3D RF/FSO Mesh Networking with Challenged Infrastructure

As Unmanned Aerial Vehicles (UAVs) are becoming part of civilian life, there is a significant opportunity in their effective utilization for improving the general wireless experience of people and provisioning better wireless access. With no cellular infrastructure support, at low altitudes, managing dense deployment of devices on the ground over the scarce radio spectrum is not trivial. UAV-based coverage and aid of device-to-device (D2D) communications on the ground has the potential to be marketed and deployed across the nation for first responder teams operating under challenged infrastructure during disaster response and mitigation, and other commercial applications.
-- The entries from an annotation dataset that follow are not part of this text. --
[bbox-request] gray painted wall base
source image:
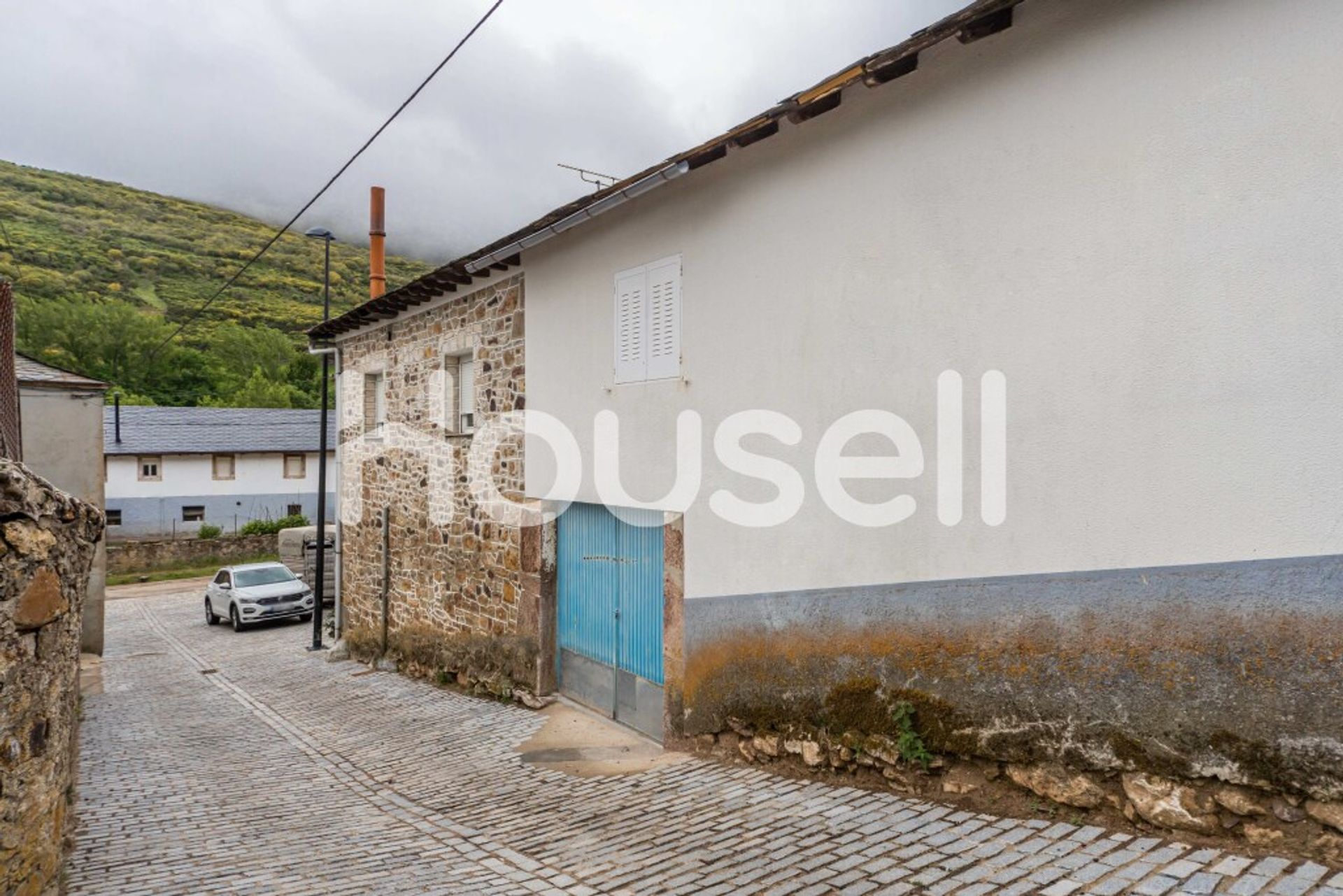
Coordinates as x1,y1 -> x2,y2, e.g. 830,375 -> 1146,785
685,556 -> 1343,799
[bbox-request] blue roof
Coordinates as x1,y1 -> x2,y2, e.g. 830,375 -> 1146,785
102,404 -> 336,454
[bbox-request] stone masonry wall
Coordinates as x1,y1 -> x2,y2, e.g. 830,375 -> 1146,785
339,274 -> 536,653
0,460 -> 102,896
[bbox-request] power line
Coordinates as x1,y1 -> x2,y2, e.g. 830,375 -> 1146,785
0,218 -> 23,283
149,0 -> 504,360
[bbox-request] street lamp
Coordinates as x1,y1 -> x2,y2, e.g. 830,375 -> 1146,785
304,227 -> 336,650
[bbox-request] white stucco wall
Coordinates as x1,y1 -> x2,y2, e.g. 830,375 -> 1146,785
524,0 -> 1343,597
108,451 -> 336,501
19,384 -> 108,654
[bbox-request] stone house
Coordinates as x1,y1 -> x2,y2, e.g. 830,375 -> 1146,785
15,353 -> 108,654
101,407 -> 336,540
313,0 -> 1343,801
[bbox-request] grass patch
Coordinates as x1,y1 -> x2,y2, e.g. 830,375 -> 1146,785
108,553 -> 279,585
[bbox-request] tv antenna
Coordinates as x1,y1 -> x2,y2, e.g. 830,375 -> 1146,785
555,161 -> 619,190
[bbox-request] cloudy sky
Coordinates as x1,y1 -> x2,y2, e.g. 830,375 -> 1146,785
0,0 -> 965,261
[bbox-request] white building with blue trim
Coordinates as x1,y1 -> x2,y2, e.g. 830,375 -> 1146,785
104,407 -> 336,539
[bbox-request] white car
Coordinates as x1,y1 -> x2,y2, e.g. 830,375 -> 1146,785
206,563 -> 313,632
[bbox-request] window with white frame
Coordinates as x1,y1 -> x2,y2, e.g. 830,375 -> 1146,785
136,455 -> 164,482
285,454 -> 308,480
615,255 -> 681,383
364,374 -> 387,435
443,352 -> 476,434
212,454 -> 234,480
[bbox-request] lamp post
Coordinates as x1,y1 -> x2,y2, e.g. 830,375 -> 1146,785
304,227 -> 336,650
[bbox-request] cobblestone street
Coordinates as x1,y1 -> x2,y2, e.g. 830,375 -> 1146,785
69,595 -> 1343,896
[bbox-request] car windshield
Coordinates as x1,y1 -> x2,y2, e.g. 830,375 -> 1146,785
234,566 -> 294,588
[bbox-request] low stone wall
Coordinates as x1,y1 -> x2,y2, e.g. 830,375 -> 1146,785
108,534 -> 277,572
683,556 -> 1343,861
0,460 -> 102,895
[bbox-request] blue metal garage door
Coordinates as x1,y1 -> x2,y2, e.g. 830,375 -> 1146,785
556,504 -> 662,739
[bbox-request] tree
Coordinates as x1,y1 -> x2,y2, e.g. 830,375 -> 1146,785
228,367 -> 293,407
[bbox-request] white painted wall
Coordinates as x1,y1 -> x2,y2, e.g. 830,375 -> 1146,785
524,0 -> 1343,597
108,451 -> 336,501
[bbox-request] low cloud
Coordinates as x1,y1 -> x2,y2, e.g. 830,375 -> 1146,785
0,0 -> 960,261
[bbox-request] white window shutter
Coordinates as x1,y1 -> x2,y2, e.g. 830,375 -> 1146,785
615,273 -> 647,383
647,258 -> 681,381
457,356 -> 476,432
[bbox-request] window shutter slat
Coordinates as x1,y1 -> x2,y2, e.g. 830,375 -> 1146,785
647,258 -> 681,381
615,269 -> 647,383
458,357 -> 476,432
364,374 -> 378,432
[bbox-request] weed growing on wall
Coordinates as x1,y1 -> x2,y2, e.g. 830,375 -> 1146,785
890,700 -> 932,769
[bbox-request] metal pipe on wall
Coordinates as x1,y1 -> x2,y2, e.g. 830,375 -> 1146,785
383,508 -> 392,654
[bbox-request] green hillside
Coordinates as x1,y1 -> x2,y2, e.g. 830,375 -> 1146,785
0,161 -> 432,407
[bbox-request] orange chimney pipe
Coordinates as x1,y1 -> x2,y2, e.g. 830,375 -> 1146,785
368,187 -> 387,298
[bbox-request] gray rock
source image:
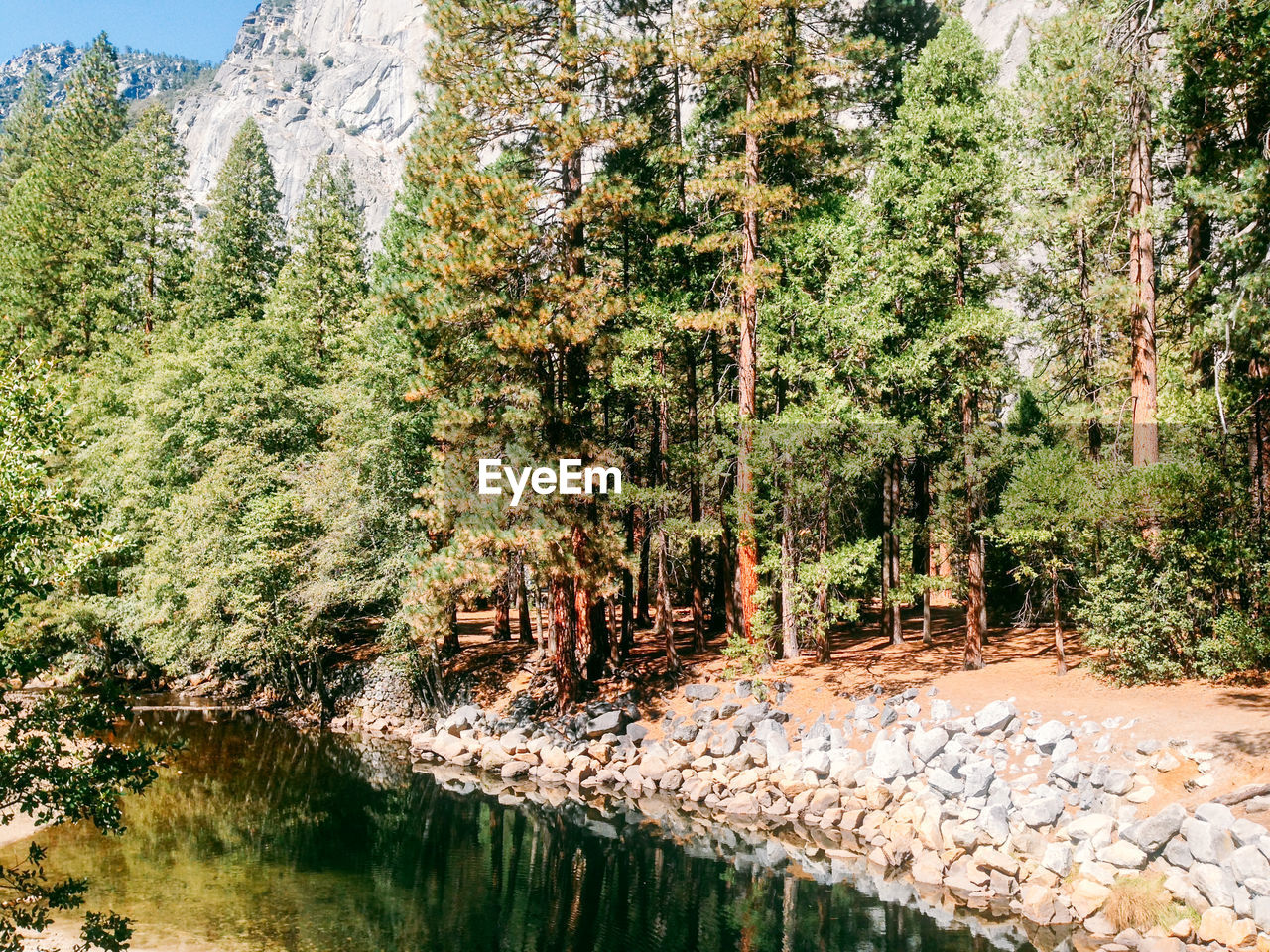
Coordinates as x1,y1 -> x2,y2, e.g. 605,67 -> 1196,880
684,684 -> 718,701
872,740 -> 917,783
1230,817 -> 1267,847
1102,771 -> 1133,797
1120,803 -> 1187,866
1040,843 -> 1072,876
1190,863 -> 1237,907
974,701 -> 1019,735
1229,847 -> 1270,883
1195,803 -> 1234,830
754,717 -> 790,761
1049,758 -> 1080,789
803,716 -> 833,753
586,711 -> 626,739
708,727 -> 740,757
1036,721 -> 1072,754
671,721 -> 701,744
1163,837 -> 1195,870
961,757 -> 997,799
1252,896 -> 1270,932
803,750 -> 831,779
909,727 -> 949,765
1021,788 -> 1063,829
853,701 -> 877,721
926,767 -> 965,799
1181,817 -> 1234,863
978,803 -> 1010,845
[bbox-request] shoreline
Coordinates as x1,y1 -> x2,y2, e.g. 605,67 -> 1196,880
331,683 -> 1270,952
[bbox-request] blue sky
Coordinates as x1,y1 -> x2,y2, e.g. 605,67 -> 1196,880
0,0 -> 252,62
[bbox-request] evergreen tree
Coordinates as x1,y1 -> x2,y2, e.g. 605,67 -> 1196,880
684,0 -> 873,652
389,0 -> 638,706
107,104 -> 193,345
0,35 -> 124,354
0,66 -> 49,205
872,18 -> 1010,669
269,156 -> 368,352
191,119 -> 287,321
1021,3 -> 1128,457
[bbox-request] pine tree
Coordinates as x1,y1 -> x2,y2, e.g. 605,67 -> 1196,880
682,0 -> 860,652
191,119 -> 287,321
269,156 -> 368,353
1021,3 -> 1128,457
390,0 -> 636,706
872,18 -> 1010,669
107,104 -> 193,346
0,35 -> 124,354
0,66 -> 49,205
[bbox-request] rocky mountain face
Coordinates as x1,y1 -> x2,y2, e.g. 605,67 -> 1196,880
0,44 -> 212,121
0,0 -> 1062,234
176,0 -> 426,232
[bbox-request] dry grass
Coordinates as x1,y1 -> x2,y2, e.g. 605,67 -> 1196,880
1102,876 -> 1193,932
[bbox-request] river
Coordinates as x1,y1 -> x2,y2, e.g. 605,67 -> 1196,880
5,710 -> 1026,952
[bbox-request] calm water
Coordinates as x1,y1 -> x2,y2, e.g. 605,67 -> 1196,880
6,712 -> 1026,952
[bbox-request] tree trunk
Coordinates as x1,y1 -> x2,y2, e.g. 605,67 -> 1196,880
1051,576 -> 1067,678
657,348 -> 680,675
1248,361 -> 1270,530
441,602 -> 462,656
550,575 -> 579,713
516,556 -> 534,645
816,466 -> 833,663
881,454 -> 904,645
961,390 -> 983,671
913,456 -> 931,645
494,558 -> 516,641
586,597 -> 612,681
676,340 -> 706,653
1076,227 -> 1102,459
781,492 -> 798,660
735,59 -> 758,645
1129,81 -> 1160,466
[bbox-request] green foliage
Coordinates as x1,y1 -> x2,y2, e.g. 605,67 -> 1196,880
0,67 -> 49,205
0,680 -> 163,952
0,35 -> 124,355
191,119 -> 286,322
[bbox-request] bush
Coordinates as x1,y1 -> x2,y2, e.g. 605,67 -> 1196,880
1195,609 -> 1270,678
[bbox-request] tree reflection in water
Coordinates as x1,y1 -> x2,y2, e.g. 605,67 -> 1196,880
0,712 -> 1010,952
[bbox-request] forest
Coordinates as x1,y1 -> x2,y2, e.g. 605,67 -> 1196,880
0,0 -> 1270,712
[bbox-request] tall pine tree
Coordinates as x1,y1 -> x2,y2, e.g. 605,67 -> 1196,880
0,35 -> 124,354
191,119 -> 287,321
269,156 -> 368,353
0,66 -> 49,205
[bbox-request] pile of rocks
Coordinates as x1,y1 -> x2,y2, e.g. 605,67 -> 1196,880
401,684 -> 1270,952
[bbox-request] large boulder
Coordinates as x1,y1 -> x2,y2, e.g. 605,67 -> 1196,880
1120,803 -> 1187,856
974,701 -> 1019,735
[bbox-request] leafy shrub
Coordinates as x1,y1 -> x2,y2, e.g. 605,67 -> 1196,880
1195,608 -> 1270,678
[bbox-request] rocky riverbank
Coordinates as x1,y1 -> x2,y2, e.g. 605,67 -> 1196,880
332,681 -> 1270,952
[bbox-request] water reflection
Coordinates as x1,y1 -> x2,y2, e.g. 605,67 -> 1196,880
5,711 -> 1021,952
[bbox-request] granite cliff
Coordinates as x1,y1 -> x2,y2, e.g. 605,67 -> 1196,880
0,0 -> 1061,234
176,0 -> 425,237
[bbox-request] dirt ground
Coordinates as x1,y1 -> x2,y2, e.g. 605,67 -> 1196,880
449,608 -> 1270,803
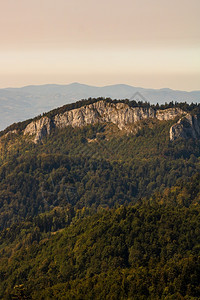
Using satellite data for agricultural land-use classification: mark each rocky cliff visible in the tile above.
[24,100,184,143]
[170,114,200,141]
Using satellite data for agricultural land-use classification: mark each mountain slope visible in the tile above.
[0,176,200,300]
[0,99,200,300]
[0,100,200,229]
[0,83,200,130]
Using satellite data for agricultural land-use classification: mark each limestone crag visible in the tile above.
[156,107,185,121]
[24,100,184,143]
[24,117,52,143]
[170,114,200,141]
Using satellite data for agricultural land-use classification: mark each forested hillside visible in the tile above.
[0,175,200,299]
[0,99,200,299]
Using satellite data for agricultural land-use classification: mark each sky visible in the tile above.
[0,0,200,91]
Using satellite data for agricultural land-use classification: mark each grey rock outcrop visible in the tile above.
[169,114,200,141]
[24,100,184,143]
[156,107,184,121]
[24,117,52,144]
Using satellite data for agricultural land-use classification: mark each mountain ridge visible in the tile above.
[0,83,200,130]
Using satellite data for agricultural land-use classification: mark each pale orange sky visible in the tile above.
[0,0,200,90]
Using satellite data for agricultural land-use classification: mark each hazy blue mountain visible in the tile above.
[0,83,200,130]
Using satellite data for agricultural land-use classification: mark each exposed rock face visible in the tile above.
[24,100,184,143]
[170,114,200,141]
[24,117,52,143]
[156,107,184,121]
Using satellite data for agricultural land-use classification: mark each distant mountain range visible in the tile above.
[0,83,200,130]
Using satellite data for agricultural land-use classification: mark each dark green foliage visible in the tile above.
[0,188,200,299]
[0,99,200,300]
[0,117,200,229]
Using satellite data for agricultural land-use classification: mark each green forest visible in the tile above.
[0,98,200,300]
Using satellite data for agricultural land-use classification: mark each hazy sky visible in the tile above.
[0,0,200,90]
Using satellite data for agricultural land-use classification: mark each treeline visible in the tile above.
[0,122,200,230]
[0,97,200,137]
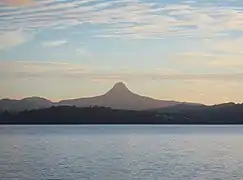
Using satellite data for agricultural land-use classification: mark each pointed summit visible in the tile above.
[112,82,128,90]
[106,82,131,96]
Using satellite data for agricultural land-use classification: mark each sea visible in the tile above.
[0,125,243,180]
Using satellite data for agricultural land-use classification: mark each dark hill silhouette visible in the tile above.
[0,82,199,112]
[0,104,243,124]
[0,97,53,111]
[57,82,180,110]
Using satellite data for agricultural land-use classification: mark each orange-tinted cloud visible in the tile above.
[2,0,33,6]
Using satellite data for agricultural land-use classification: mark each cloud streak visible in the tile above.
[0,31,30,50]
[0,62,243,81]
[0,0,243,38]
[41,40,67,47]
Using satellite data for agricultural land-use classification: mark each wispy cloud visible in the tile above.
[0,30,31,50]
[0,62,243,81]
[1,0,33,6]
[41,40,67,47]
[0,0,243,38]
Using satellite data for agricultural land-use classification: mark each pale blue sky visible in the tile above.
[0,0,243,104]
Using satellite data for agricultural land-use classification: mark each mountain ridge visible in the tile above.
[0,82,201,111]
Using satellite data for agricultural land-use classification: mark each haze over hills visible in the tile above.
[0,82,196,111]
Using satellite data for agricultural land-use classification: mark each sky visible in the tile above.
[0,0,243,104]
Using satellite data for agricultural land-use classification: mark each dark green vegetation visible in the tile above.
[0,103,243,124]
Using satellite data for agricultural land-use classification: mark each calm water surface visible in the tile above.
[0,125,243,180]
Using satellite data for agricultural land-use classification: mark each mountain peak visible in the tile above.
[106,82,131,96]
[113,82,128,90]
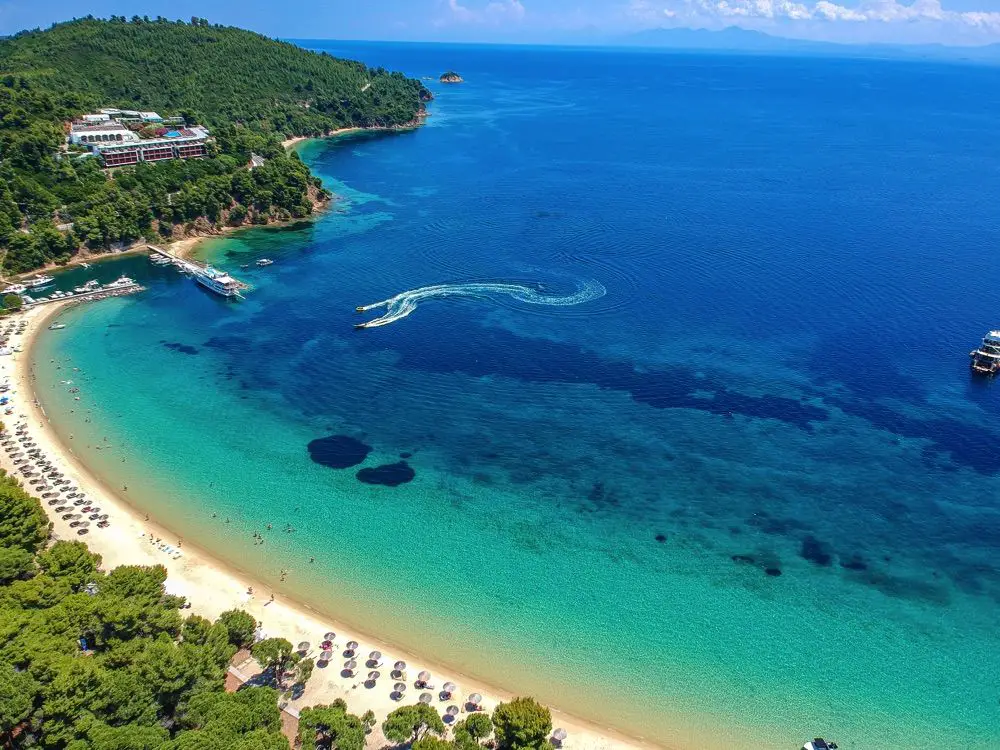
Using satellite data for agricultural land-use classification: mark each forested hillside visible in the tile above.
[0,17,430,273]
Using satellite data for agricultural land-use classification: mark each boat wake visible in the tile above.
[354,281,607,328]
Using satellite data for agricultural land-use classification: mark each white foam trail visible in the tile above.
[355,281,607,328]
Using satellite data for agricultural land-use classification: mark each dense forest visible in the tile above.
[0,16,430,273]
[0,472,552,750]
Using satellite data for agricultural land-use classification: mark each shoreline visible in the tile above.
[0,302,654,750]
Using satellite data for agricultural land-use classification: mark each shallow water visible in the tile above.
[29,43,1000,748]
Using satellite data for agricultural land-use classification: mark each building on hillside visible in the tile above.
[69,109,209,167]
[69,120,139,146]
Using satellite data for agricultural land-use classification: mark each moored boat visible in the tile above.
[24,273,55,289]
[969,330,1000,376]
[194,266,243,297]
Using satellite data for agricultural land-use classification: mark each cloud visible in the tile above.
[627,0,1000,34]
[448,0,527,26]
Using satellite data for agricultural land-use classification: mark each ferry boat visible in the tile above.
[194,266,242,297]
[969,331,1000,376]
[104,276,135,289]
[24,274,55,289]
[73,279,101,294]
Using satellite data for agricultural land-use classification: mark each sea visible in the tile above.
[34,42,1000,750]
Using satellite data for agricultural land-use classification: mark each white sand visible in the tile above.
[0,302,648,750]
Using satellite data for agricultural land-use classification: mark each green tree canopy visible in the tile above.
[216,609,257,648]
[493,698,552,750]
[0,17,430,276]
[299,701,365,750]
[382,703,445,742]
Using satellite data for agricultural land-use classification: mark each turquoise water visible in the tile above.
[29,44,1000,748]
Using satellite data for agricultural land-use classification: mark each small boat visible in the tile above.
[969,330,1000,377]
[104,276,135,289]
[24,274,55,289]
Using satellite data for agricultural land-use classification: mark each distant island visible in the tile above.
[0,16,432,275]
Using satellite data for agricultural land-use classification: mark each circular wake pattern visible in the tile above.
[355,281,607,328]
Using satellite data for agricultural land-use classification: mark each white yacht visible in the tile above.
[104,276,135,289]
[802,737,837,750]
[969,331,1000,375]
[194,266,243,297]
[24,273,55,289]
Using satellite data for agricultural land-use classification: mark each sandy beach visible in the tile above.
[0,298,648,750]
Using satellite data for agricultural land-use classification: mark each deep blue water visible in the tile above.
[31,47,1000,748]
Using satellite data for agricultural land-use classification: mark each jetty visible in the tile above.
[146,245,250,299]
[21,276,146,307]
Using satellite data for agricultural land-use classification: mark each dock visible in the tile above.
[146,245,250,299]
[21,280,146,307]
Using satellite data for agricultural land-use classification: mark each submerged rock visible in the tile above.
[799,534,833,567]
[306,435,372,469]
[357,461,417,487]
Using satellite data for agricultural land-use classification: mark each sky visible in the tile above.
[0,0,1000,45]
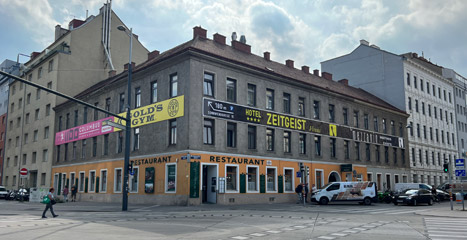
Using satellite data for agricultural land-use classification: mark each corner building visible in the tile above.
[52,27,408,205]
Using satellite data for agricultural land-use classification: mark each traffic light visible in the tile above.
[443,163,449,172]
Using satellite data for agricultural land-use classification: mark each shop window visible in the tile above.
[165,163,177,193]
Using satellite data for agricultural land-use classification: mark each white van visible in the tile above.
[311,182,376,205]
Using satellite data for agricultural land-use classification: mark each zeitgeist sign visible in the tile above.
[55,95,184,145]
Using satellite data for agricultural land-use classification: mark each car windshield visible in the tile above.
[404,189,418,194]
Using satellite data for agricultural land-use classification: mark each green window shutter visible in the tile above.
[190,162,200,198]
[277,176,284,193]
[259,174,266,193]
[96,177,99,193]
[240,173,246,193]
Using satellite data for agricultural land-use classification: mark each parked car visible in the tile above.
[394,189,433,206]
[311,182,377,205]
[0,186,8,199]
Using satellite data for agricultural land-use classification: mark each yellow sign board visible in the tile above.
[114,95,185,132]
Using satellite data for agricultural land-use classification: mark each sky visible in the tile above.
[0,0,467,77]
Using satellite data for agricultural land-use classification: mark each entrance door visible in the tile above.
[202,165,218,203]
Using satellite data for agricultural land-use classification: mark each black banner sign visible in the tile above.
[203,98,404,148]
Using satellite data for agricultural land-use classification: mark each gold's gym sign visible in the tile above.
[114,95,185,132]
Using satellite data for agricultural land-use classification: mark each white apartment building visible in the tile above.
[321,40,458,185]
[3,3,148,189]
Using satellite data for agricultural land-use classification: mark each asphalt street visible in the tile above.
[0,201,467,240]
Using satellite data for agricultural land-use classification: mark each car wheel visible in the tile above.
[319,197,329,205]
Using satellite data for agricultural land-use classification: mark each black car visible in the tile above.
[394,189,433,206]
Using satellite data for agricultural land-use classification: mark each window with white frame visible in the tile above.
[247,166,259,192]
[225,165,238,191]
[89,170,96,192]
[99,169,107,193]
[284,168,294,192]
[130,167,139,193]
[165,163,177,193]
[114,168,123,192]
[266,167,277,192]
[78,172,84,192]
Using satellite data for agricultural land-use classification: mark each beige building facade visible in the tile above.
[3,4,148,189]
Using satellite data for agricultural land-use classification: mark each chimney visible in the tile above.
[213,33,225,45]
[193,26,207,39]
[148,50,159,60]
[338,78,349,86]
[321,72,332,81]
[123,62,136,71]
[360,39,370,46]
[31,52,41,60]
[231,40,251,53]
[109,70,117,78]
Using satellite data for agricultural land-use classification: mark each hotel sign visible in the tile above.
[203,98,404,148]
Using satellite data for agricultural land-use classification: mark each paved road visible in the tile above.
[0,201,467,240]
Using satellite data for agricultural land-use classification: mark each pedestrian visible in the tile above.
[71,185,78,202]
[63,186,68,202]
[42,188,58,218]
[295,183,303,203]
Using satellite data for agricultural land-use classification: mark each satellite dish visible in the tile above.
[232,32,237,41]
[240,35,246,44]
UAVs can enable better altitude reuse by forming a 3D mesh network if they can utilize both radio frequency (RF) and free-space optical (FSO) communication and offer super-linear increases in the usage efficiency of the scarce wireless spectrum. To realize such hybrid RF/FSO 3D mesh networking and wireless access provisioning under challenged infrastructure, this project investigates UAV-guided D2D communications, employing UAVs equipped with mechanically and electronically steered directional FSO communication modules for spatial reuse, and designing 3D mesh network protocols of RF/FSO communication links for smart altitude reuse. The project will provide graduate and undergraduate students with mentorship opportunities in the emerging field of UAV technology. With UCF being recently categorized as a Hispanic Serving Institution, the project will also offer a great opportunity for involving minority groups in cutting edge research.

This project is sponsored by U.S. National Science Foundation award 2115215.

Possible outcomes from this project include novel UAV platform designs, multi-element FSO modules for inter-UAV communication, and 3D RF/FSO mesh network topology and protocol designs. The intellectual merits include: (i) Opportunistic integration of 3D mesh networks at Troposphere altitudes for spatial reuse into legacy RF technologies via UAVs with highly directional FSOC transceivers; (ii) Capability of steering directional transceivers and 3D UAV topology configuration both individually within a cluster and in the presence of uncoordinated multiple clusters of UAVs; (iii) 3D routing protocols that consider altitude, channel frequency and directionality, and residual energy of UAVs; (iv) Techniques to discover and maintain an FSO link between UAVs with minimal support from infrastructure or out-of-band RF channels; (v) Optimal multi-element full-duplex FSO transceiver design and tiling for 3D mobility; (vi) Low size, weight and power factor spherical and/or conformal transceiver design for UAVs; and (vii) Prototype of an experimental UAV-based D2D communications system to demonstrate the feasibility of UAV-based 3D mesh networking and assess the effectiveness of the proposed mechanisms.